Questions and Answers:
Ms. Yang from Free Times: From the point of view of quantum physics, what is karma?
Mr. Powers: Actually, quantum physics is totally about karma. In other words, quantum physics is a deep understanding of karma. If we could spend the next two hours on quantum physics, at the end of it, we would have a very profound understanding of what is called karma, the cause and effect of the universe, which is in constant flux and change as the Buddha taught. Our human suffering is based upon our attachment to something that is in constant flux.
Any place that we attach to in our desire–whether it be sense data or emotion or whatever–is bound to be lost, by the nature of karma, whether we explain from a quantum physics or a Buddhist perspective.
Stapp stated in his book, "According to Heisenberg's cosmology, the law of necessity that entails the processes of creation is internally determined but is not externally predetermined." As we think about that, we begin to see it is not internally determined.
Why? Because you have the free will of your next karmic act. Once you make that act, you set in motion the rule that governs the entire universe of causation; you set that act into karma, which is interacting and vibrating in that universe. In fact this statement of Heisenberg through Stapp is incredibly close to the Buddhist idea.

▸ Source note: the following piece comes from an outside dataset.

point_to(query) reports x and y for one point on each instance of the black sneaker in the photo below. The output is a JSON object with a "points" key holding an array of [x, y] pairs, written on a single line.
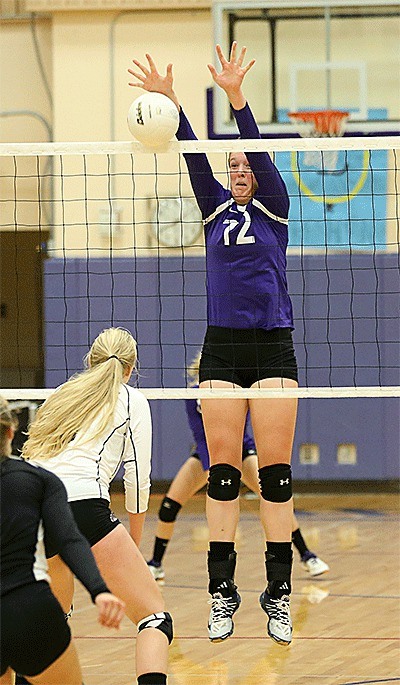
{"points": [[220, 624], [279, 625]]}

Prof. Ji from Chang Hua Normal University: The Dharma Master mentioned memorizing classics earlier. Taiwan has always promoted the memorization of the Chinese Four Books and Five Classics. In particular, Professor Wang Cai-gui from Eastern Taiwan Normal Institute is contributing a great effort toward that end.
The second piece of news that I would like to report is that I have been to Fukien and Shantung in mainland China for meetings during April and May this year. Both conferences focused on propagating traditional culture and ethics education in various parts of mainland China in the midst of economic growth. I was greatly delighted. It is similar to the concept of the Venerable Master Hua. It would be of great help to the morality of the world.
The third issue concerns filial piety. This is still regarded as very important in Taiwan. Of course in this modern age, we think that communication between parents and children need not be as authoritative as before. While we say that "great filiality means first of all to revere one's parents, second to care for them, and third to never humiliate them," more importantly, Buddhism teaches one to aid one's parents to be reborn in the Western Land of Ultimate Bliss. Those concepts are particularly important in Taiwan. As Earthstore Bodhisattva says, one should not allow one's parents to revolve in the six paths of rebirth, but should rather help them to end birth and death. That is extremely important. In the past, it was a taboo for the Chinese to mention death. In recent years, Taiwan has promoted the idea of hospice. There is concern for the elderly and patients who are seriously ill. On a more upbeat note, the education of children and adults is promoted. Our school offers philosophy courses for young people, so that they have a better understanding of birth and death. That is our emphasis.
Finally, I was a guest professor at the Dharma Realm Buddhist University in the City of Ten Thousand Buddhas for four months in 1994. I also taught Chinese at Developing Virtue High School. I admire the foresight of the Venerable Master. Students of Developing Virtue High School and Instilling Goodness Elementary School are the best candidates for propagating Buddhism in the West. They have a Chinese background. They understand Western culture and lifestyle. They also have a good command of languages. Most importantly, they investigate Buddhism in a systematic manner in school. At the same time, they participate in the evening recitation. They practice Buddhism in their daily lives. Hence, I think they are a wonderful group of people, the best candidates to propagate Buddhism in the West.